Modelling of cube to avoid data load and Query performance Issues.
There are many simple things which we should take care while designing a cube to avoid performance issues.
1) Size of dimension table should not be greater than 20 % of fact table.
We would have read these at many places but we never think of it while designing a cube and even a small mistake can lead to dimension table size exceeding 20% of fact table.
Solution to this problem.
We should be aware of all the fields that have to be included in a particular dimension and their relationships. Many times we try to group the same type of characteristics together for example sales document and line item number.

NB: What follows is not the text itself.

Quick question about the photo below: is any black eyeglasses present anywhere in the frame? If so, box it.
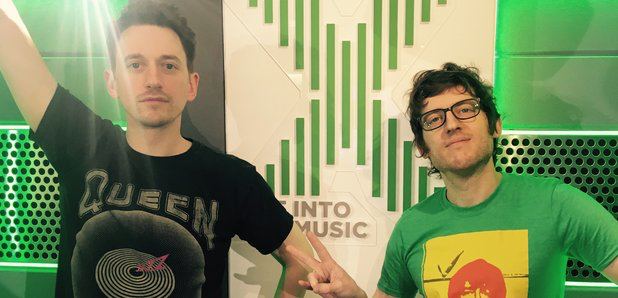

Size of dimension table would be very large as different value of sales doc number and item would every time create a new entry in dimension table (size would exceed 20% easily).
A better approach would be to have sales doc number as line item dimension in one dimension and item in other dimension.If we don’t take this feature into account we would face performance issues during data load time. Conversion of characteristic value into SID would take a lot of time.
If we have large amount of data coming in daily to the cube, then the load would continue for hours if we don’t design dimesnsion tables properly.
We can use program SAP_INFOCUBE_DESIGN to find out which dimensions have size more than 20%.Dimension tables which have size more than 20% of fact table would be marked in red and we shall then re-design these red marked dimension.
Many times we face scenario when we are not sure about the relationship between characteristics. The best way in this case is to logically arrange the characteristics in dimension and then load about a minimum of 200,000 records and then check the size of each dimension tables. If the size of any imension table is large(more than 20%) then we shall try to identify the relationship between the characteristic from the data in the cube and then re-design the cube.
We can load fewer amounts of records also but then we would not get a clear picture of dimension table sizes.
2) Use of line item dimension.
In case of any characteristic which we think would have a large number of distinct value and would make the dimension table large, one should always go for line item dimension (ex.sales doc number).
Whenever we make any dimension as line item, dimension tables is not generated, only SID table is generated for that dimension which improves the performance during data load time.
3) Use of high Cardinality
We have a dimension which has many characteristics and the size of this dimension table is more than 20% then we go for high cardinality.
We should be always careful before making any dimension high cardinality. We should first of all look whether we can re-design the cube and arrange the characteristics in such a way that size of dimension table decreases.
When we think we don’t have any other option left and cube can’t be re-designed effectively then we shall go for high cardinality.
Query performance decreases when we go for high cardinality and if we are doing a drill down on any of the characteristics involved in high cardinality dimension, it would take a bit of time.
Performance of data load would improve as dimension table would not be generated but it would degrade query performance. It’s a kind of catch 22 situation where we would loose some and gain some.
Making a dimension high cardinality should always be the last option.